Two years after the pandemic, “we’re touching wood, and everything looks pretty good,” festival artistic director Benoît Aymon told Keystone-ATS on Friday. “At the moment, no evening is complete, but some are already full. We are very happy with the presales”, added Operations Director Solveig Suttier.
On Saturday, the festival will be kicked off in the presence of Karin Bachmann, the new director of the Federal Office of Culture and special guest. Participating will be the Antamatten brothers and Jeremy Heitz – four of the world’s leading Valaisans in ski mountaineering, sport climbing and steep slopes.
According to the organizers, the program offers “a palette of films as rich as it is diverse”. They cite as examples the documentary of the famous Czech mountaineer Adam Ondra (“Pushing the Limits”), the portrait of an artist sculpting a cello in ice (“En-Ice Cello”) or the story of a snowstorm in Spain. “Balandru, the frozen hell”).
Nuria Goreit, state councilor in special charge of cultural affairs in the canton of Vaud, will present book prizes on Wednesday to two holy giants of literature: Jean-Christophe Ruffin for his novel “The Stone Flames” and Pascal Bruckner for his essay “In the friendship of a mountain”. Minister FIFAD will present Alpine Merit to Nina Capras and Cédric Lachat, a legendary couple in the world of mountaineering.

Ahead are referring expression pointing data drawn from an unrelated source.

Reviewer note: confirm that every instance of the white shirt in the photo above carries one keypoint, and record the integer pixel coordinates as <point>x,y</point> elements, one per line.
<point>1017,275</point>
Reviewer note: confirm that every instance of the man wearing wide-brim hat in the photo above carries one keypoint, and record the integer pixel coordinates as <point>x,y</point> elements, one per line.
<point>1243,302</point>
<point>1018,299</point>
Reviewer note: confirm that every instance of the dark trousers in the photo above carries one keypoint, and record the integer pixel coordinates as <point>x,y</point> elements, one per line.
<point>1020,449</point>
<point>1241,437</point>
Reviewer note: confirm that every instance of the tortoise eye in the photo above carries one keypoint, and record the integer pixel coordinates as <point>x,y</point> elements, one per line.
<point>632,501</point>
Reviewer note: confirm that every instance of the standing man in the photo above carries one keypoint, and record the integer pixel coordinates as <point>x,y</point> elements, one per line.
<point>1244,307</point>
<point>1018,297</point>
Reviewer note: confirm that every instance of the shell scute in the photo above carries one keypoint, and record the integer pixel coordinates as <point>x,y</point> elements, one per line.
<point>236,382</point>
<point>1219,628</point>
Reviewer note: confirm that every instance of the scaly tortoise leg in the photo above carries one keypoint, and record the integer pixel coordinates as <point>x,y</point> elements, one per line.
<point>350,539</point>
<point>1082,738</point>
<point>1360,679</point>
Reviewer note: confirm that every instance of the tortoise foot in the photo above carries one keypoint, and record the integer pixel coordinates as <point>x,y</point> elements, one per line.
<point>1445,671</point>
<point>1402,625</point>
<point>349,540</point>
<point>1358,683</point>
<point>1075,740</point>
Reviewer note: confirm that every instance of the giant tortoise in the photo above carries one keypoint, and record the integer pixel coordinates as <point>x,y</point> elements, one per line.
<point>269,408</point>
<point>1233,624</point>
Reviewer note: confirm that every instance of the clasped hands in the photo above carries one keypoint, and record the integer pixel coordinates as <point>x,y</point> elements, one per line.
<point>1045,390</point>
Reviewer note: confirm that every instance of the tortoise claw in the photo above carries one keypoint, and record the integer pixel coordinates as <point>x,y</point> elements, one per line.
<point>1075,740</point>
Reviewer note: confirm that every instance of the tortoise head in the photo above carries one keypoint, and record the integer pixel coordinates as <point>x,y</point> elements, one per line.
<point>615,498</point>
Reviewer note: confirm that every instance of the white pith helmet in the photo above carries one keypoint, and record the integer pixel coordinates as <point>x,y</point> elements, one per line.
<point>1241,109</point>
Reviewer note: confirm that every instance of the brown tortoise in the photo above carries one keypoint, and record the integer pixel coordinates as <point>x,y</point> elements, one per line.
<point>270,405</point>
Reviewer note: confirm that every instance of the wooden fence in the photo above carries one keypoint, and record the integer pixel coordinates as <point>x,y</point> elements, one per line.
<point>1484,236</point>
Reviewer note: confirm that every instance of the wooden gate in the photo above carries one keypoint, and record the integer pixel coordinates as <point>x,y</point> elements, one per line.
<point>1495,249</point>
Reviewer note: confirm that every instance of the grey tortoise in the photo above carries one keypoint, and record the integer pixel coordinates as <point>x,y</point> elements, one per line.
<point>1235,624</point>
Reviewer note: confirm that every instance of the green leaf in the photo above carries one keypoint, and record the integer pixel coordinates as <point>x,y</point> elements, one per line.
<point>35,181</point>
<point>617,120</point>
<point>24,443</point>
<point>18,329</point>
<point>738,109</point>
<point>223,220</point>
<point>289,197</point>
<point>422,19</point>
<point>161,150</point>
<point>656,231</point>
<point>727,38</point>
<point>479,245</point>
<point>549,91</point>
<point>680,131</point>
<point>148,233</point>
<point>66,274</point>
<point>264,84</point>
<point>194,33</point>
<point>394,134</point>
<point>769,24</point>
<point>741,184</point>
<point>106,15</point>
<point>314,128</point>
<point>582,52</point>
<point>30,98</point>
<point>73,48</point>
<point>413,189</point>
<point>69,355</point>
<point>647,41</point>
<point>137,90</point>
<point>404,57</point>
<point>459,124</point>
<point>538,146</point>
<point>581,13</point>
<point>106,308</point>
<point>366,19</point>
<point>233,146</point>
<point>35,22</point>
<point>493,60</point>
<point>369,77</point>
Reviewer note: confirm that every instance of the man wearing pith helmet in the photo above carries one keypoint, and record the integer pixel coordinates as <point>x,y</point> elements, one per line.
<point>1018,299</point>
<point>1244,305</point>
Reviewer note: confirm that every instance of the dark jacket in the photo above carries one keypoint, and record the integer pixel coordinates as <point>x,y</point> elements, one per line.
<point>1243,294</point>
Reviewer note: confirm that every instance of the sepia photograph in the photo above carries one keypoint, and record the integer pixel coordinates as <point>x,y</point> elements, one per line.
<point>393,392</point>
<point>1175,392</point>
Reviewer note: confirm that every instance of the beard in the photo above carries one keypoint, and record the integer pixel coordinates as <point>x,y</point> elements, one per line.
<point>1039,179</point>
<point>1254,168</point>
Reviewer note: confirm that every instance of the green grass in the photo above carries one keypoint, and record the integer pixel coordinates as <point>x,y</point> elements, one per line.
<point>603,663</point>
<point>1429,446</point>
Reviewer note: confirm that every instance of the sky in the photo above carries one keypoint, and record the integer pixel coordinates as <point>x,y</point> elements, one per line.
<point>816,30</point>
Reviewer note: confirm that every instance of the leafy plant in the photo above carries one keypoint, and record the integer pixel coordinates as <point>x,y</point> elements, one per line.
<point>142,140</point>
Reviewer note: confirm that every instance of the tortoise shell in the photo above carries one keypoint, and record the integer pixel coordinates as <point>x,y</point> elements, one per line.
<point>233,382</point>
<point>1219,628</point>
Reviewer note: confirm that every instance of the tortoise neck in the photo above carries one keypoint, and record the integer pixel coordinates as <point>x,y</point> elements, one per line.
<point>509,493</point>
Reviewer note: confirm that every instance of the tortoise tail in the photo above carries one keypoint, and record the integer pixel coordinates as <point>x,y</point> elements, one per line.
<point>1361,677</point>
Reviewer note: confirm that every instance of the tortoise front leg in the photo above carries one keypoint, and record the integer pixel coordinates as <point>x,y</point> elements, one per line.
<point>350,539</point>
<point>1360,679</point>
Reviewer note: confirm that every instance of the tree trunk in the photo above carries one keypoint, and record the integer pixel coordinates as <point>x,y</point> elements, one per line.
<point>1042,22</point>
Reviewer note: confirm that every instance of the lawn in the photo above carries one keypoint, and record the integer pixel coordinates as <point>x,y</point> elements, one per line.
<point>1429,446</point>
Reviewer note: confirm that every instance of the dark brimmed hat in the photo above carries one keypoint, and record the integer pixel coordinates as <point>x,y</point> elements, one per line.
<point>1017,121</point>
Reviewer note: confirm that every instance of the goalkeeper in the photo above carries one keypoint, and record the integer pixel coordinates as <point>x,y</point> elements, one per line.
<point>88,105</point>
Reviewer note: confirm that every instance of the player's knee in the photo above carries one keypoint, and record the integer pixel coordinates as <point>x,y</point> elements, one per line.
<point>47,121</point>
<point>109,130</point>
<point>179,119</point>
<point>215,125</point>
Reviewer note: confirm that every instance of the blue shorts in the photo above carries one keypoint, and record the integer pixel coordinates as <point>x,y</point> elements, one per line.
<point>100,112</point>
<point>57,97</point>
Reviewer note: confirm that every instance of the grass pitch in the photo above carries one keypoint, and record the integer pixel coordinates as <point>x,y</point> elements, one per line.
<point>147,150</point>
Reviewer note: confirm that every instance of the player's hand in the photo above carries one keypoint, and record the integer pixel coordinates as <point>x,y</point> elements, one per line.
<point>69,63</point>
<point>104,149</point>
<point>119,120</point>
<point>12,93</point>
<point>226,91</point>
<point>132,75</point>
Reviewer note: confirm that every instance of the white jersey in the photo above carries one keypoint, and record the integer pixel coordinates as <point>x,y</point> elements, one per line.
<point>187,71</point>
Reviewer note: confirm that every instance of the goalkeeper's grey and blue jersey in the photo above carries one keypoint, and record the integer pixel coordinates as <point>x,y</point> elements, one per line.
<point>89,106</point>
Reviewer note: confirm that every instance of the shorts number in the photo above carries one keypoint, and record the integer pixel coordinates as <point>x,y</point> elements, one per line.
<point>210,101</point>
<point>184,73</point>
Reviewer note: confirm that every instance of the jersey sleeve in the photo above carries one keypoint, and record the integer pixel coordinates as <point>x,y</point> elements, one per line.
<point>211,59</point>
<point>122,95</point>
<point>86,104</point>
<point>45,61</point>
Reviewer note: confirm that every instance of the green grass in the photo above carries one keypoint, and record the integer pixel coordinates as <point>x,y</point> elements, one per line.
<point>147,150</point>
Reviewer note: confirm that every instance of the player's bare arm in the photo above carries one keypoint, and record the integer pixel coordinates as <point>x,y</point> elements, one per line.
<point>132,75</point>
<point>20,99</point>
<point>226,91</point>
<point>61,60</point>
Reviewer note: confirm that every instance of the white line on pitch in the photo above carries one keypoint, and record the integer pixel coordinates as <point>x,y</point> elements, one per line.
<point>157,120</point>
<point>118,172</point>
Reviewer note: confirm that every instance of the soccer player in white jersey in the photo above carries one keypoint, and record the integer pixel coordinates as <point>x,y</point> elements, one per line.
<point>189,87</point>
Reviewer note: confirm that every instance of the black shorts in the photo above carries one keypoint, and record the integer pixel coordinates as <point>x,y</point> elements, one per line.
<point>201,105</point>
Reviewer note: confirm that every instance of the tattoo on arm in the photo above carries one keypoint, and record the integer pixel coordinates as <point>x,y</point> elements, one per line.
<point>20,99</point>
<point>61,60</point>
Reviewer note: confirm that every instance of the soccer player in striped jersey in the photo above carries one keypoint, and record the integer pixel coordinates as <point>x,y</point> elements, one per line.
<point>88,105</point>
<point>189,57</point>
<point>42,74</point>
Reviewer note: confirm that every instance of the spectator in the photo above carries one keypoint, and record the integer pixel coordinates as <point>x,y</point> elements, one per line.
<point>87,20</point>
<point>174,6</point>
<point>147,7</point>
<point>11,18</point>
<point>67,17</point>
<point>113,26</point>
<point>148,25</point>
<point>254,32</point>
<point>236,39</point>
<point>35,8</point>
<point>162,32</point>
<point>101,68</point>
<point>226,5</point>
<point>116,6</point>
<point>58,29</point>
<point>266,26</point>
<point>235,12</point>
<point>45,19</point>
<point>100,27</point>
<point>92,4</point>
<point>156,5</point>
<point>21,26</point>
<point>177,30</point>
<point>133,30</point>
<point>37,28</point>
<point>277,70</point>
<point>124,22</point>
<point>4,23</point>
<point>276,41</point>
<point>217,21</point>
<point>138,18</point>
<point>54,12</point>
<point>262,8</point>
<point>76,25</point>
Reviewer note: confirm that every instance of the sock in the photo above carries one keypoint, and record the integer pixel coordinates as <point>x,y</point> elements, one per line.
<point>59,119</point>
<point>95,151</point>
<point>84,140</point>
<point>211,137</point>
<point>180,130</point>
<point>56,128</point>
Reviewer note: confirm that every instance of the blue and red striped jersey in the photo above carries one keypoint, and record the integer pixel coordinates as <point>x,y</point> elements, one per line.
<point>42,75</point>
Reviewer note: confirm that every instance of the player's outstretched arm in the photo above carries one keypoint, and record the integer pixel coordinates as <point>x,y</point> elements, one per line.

A reflection of current concerns
Referring to the themes of this edition, Benoît Aymon points out that the mountain is not limited to mountaineering: global warming is increasingly present in the festival. Like the concerns surrounding the wolf, the art director notes. They are specifically mentioned in “Nice et les Loupes,” the story of a little girl who sets out with her father on the trail of these dogs.
And to highlight the tremendous work being done by today’s wildlife filmmakers. Like “Snow Panther” directed by Vincent Meunier and Marie Amigate. After rejecting requests from all festivals, they will present their cult film on Sunday evening. In a bonus interview with Sylvain Tesson.
The festival is also interested in local production. This is the case, for example, of a film shot entirely in Chablis (“Les Files Murette”).
New this year, three anthology films filmed a hundred years ago, movie-concerts highlighting the legacy of the ancients. The public can try an unprecedented immersive experience by embarking on a Ski World Cup or attempting to climb the Matterhorn. One reality is indeed virtual, but it presupposes the world of tomorrow.
Another special mention from the art director is the creation of a short film category: it highlights short films that are often wrongly underrated and helps promote new talent, he is delighted.
“We don’t say yes to everything,” notes the artistic director. This year, out of over 200 films received, we had to reject three-quarters.
Note that almost 80% of the movies in the program for this version can be watched online.